# Snakeheads



## njbudman81

Well while fishing today in southern nj I caught a couple snakeheads that were guarding their young then took a net and scooped some out of the lake. You are suppose to kill them on sight but my buddies and I decided to spare some. He has a plastic goldfish pond in his yard and I had a spare aquarium from my peacock bass that died. I have quite a few babies and he took to adults and hundreds of babies. Has anyone caught any from the wild and successfully kept em as pets? Any pointers I need to know. I know I won't keep em all and will have to kill most of em buy some pointers I would appreciate.


----------



## Tensa

just dont remove the fry too early from the parents thats the only big pointer i could tell you. and yea dont give away your address or ip because F&W will be knocking on your door.


----------



## njbudman81

I'm friends with the game warden and I called him. He said kill em, eat em, do whatever you want with em. Just don't put em back in the lake.


----------



## njbudman81

My buddy caught this one a few miles away


----------



## njbudman81

I think the one my buddy caught is a bowfin though


----------



## bob351

thats freakin sweet how did you get the babies with the parents... and how to do they do in the winter or should i be expecting snakeheads in my lakes and rivers in southern ontario shortly


----------



## njbudman81

Parents guard the young so we made our lures attack the schools. Then netted the babies after the adults were caught.


----------



## bob351

thats pretty sweet... what you guys planning on doing when those babies get bigger


----------



## njbudman81

Not sure. I'll probably keep a pair then I guess kill the rest. Maybe give em to the nj aquarium or Philadelphia zoo if they want em. I just won't release em.


----------



## bob351

good call... you could always make a ton of lil fish sticks, at that size you could fry em up and eat em whole.. like lil french fries


----------



## Tensa

looks good just be careful. could always use the babies as food so they dont go to waste.


----------



## njbudman81

My caribe I'm sure would eat em


----------



## Guest

i want one...


----------



## His Majesty

wow man nice snakeheads







i would keep as many as i could in a big plastic tub. it be sweet as.

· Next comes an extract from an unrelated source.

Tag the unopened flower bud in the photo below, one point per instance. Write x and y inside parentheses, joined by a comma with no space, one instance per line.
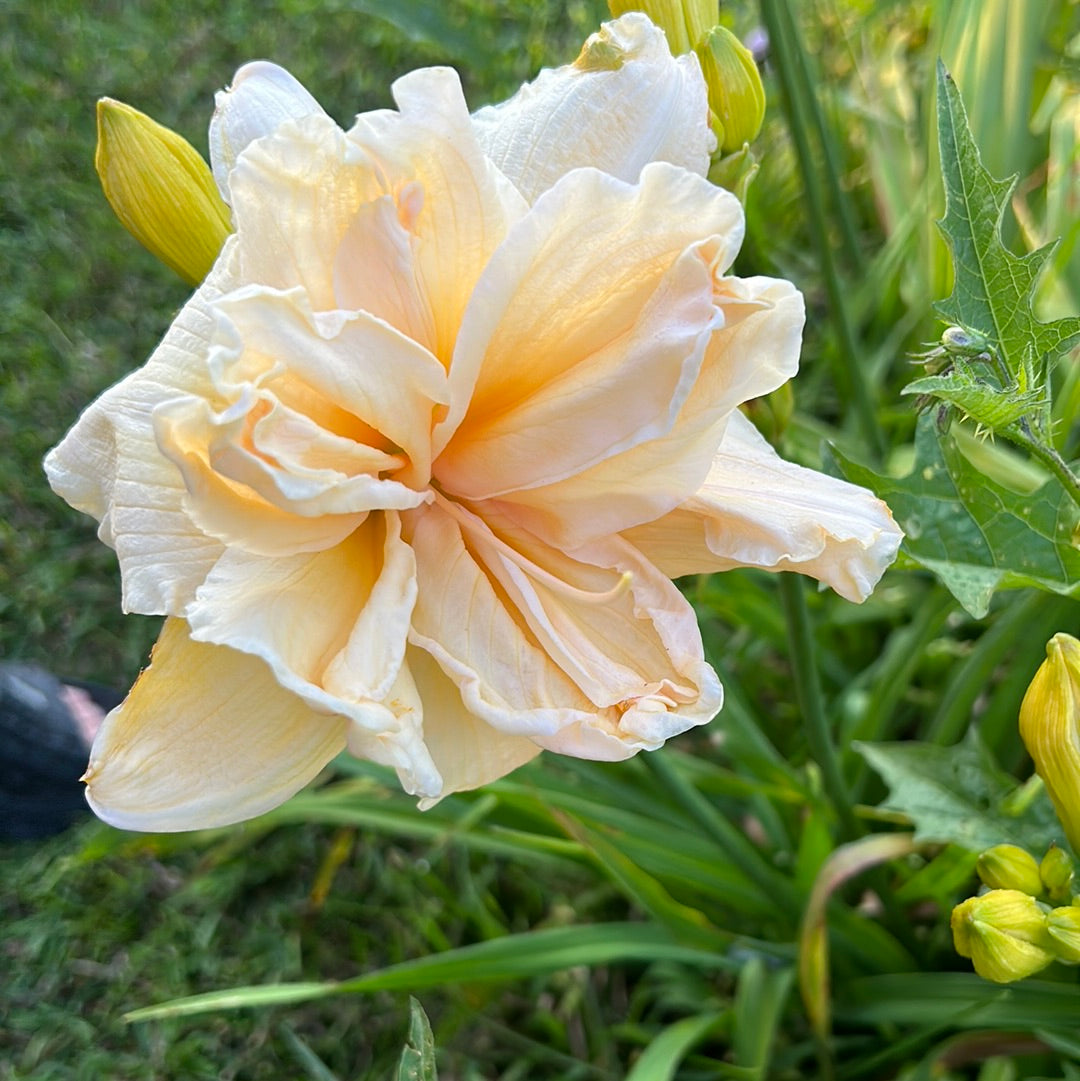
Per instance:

maybe eat some of them. fillet and grill. anyone know if they taste good?


----------



## Guest

I like the one with the pattern on it. Very pretty!


----------



## kove32

I hear a lot of people eat them! Supposedly they are good to eat! I'm so jealous though because I always wished that I could catch some baby snakeheads! Always wanted to keep one!!


----------



## njbudman81

Just as a follow up all my snakeheads are dead. Fish and game didn't want them however my caribe did.


----------



## Guest

................... i wanted them.


----------



## njbudman81

Well come to jersey and I'll lend you a net.


----------



## Da' Manster!

Pretty Impressive!...thanks for sharing!...







...Yup, the snakehead legend started right here in Maryland, literally in my own backyard on the patuxent river!..


----------



## WhiteLineRacer

The Northern Snakehead, an apex predator.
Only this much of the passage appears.